En 1984, la NASA a envoyé environ 3 300 abeilles dans l'espace pour tester leur capacité à construire des nids en apesanteur - la colonie a bâti environ 200 cm² de nid
En avril 1984, environ 3 300 abeilles dans l’espace ont construit près de 200 cm² de rayon à bord de Challenger. Leur adaptation visible en une semaine reste remarquable, mais elle ne prouve ni une reproduction durable, ni la pollinisation ou la production de miel pendant de longues missions..

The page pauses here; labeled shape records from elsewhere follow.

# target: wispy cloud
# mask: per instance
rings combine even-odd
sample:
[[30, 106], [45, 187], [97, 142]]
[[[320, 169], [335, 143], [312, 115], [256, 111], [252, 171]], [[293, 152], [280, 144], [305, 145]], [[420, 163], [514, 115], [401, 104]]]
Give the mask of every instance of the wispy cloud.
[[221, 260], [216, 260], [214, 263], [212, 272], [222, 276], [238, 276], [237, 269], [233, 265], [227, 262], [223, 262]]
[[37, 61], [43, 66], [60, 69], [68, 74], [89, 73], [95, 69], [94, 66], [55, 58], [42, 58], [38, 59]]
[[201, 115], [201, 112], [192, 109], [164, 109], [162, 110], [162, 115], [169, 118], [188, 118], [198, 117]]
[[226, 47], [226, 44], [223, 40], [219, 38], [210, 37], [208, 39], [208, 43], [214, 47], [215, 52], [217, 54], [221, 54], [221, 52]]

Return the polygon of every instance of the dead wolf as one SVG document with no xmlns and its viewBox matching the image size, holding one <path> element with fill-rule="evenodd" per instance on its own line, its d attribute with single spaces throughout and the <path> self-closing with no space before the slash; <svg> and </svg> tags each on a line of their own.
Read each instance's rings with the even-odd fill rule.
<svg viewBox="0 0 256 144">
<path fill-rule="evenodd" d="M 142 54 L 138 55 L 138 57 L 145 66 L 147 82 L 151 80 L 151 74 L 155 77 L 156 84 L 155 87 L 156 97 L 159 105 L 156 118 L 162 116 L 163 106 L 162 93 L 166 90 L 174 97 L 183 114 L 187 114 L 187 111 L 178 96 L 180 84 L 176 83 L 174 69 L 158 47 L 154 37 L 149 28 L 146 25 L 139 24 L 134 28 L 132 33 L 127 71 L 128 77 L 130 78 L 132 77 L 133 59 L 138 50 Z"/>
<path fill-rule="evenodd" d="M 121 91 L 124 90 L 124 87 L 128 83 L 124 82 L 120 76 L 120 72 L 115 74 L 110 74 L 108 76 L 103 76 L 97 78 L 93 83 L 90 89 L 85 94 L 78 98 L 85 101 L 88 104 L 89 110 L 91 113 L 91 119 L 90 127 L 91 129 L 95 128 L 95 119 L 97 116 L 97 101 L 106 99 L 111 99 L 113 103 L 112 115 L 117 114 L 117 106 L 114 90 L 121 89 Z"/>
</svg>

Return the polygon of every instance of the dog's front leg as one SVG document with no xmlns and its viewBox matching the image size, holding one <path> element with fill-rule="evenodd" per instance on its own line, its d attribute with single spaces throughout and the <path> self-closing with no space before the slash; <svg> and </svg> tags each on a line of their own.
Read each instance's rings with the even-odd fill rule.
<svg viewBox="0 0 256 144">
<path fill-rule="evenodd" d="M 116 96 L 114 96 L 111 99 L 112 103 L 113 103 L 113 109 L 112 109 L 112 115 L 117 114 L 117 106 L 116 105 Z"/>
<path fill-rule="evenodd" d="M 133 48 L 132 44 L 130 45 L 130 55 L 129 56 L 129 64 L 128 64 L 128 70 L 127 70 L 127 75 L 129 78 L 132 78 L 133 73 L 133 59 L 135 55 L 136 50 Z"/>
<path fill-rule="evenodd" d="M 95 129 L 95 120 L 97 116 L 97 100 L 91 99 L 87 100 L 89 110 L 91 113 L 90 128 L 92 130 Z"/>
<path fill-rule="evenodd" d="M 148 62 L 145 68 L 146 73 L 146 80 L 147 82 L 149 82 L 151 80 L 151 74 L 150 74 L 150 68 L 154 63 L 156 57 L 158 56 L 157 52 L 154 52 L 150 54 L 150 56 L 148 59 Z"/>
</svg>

En 1984, la NASA a lancé une expérience spatiale unique en envoyant environ 3 300 abeilles dans l’espace à bord d’une navette. Cette mission, nommée Spacelab 3, avait pour objectif d’étudier le comportement des abeilles en apesanteur (un état où les objets et les êtres vivants ne subissent plus la force de gravité terrestre). Les scientifiques voulaient observer si ces insectes, connus pour leur capacité à construire des nids en forme de rayons de cire sur Terre, pouvaient s’adapter à un environnement sans gravité. L’expérience s’est déroulée dans un module pressurisé spécialement conçu pour les abeilles, où elles disposaient de nourriture et d’eau.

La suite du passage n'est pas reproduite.